ジー「それもそうかもね。君みたいに若い子には合わなかったかもね。マスター、オレンジジュースちょうだい。」

ジーはマスターにオレンジジュースを注文すると、俺に差し出した。

潤「クソッ! 子供扱いするな!」

俺はイラっとして、ワイルドターキーに再び口をつけた。

潤「うっ! ゲホッ! ゲホッ!」

ジー「青年、無理しなさんな。」

そう言いながらジーは俺の前からワイルドターキーのグラスを下げた。

潤「青年青年って何だよ! 俺には潤って名前があるんだよ!」

ジーは目を丸くして、驚いたようにしばらく口を開けていたが、そのあとクスリと笑った。

ジー「あなた、潤って言うの? へー。
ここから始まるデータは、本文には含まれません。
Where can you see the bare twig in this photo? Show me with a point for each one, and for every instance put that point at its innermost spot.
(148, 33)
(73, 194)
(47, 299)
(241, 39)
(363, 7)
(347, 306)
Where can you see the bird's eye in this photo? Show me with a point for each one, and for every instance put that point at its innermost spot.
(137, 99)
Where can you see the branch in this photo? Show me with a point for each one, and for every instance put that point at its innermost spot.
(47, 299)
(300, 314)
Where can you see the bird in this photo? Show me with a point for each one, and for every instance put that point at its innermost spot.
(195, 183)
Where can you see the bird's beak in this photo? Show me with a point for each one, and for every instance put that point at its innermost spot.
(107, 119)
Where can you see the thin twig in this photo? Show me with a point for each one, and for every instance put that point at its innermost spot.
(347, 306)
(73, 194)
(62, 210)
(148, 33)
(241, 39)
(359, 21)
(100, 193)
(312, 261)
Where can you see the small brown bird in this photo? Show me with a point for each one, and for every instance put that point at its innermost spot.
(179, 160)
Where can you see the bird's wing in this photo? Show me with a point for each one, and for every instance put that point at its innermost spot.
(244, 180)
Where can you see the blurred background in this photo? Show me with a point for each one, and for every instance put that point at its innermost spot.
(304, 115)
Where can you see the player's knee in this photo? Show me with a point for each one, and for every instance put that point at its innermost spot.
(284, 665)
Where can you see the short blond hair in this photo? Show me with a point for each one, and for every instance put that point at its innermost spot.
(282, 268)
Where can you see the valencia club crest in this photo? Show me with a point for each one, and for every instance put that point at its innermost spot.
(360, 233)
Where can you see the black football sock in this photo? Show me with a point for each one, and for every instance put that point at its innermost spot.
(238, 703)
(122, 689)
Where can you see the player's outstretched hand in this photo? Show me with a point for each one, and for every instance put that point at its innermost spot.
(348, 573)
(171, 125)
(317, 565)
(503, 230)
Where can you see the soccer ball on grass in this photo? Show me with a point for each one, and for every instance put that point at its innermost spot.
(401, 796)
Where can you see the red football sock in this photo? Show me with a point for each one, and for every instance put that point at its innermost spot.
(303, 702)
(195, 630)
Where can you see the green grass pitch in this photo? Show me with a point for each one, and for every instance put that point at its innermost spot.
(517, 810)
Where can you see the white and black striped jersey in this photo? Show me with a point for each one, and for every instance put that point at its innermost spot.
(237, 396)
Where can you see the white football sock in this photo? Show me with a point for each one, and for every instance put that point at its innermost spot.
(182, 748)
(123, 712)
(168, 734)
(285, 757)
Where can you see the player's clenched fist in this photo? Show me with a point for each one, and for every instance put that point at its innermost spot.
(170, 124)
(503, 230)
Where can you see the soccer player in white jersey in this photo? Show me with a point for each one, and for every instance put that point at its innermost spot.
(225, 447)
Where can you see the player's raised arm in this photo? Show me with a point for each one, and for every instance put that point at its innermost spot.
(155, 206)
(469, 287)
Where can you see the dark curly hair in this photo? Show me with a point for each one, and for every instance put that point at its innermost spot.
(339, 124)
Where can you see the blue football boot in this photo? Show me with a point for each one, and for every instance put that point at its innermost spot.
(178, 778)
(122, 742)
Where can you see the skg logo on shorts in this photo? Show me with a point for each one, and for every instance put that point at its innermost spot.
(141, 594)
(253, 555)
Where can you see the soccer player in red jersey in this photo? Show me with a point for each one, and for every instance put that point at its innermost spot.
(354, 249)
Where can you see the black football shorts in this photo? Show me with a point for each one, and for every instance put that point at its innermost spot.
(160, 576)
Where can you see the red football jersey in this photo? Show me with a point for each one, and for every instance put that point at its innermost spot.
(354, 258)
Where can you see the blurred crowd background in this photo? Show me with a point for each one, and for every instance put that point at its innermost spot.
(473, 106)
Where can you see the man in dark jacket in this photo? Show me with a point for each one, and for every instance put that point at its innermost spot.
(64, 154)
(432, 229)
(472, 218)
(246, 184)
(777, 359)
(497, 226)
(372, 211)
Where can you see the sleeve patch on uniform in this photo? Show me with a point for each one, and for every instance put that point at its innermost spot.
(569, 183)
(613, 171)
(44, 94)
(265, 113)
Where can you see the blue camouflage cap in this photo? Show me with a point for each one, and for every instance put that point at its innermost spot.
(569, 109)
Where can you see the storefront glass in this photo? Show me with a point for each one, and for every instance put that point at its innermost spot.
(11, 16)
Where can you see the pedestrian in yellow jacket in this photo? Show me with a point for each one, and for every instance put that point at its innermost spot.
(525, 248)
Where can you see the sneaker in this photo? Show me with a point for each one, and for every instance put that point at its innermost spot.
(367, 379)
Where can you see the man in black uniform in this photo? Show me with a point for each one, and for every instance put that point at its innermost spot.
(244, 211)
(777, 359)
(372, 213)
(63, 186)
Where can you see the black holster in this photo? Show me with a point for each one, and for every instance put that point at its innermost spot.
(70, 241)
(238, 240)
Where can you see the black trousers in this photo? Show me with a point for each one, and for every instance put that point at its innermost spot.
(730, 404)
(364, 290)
ふーん。」

潤「何か言いたいことがあるなら、はっきり言えよ…!」

その時、ライブハウスの扉が大きな音を立てて開き、男が入って来た。

「邪魔するで! 神戸警備のもんや。神戸の治安のための協力金お願いするわ!」

いかにもガラの悪そうな男だ。

潤「警備…? 何だ?」

ジー「シッ。ヤクザのみかじめ料の取り立てよ。」

マスターが男の前に出て払わないと言っているが、男は引き下がらない。

「ゴチャゴチャ言わんと払った方が身のためやで!」

マスターは男に蹴り飛ばされた。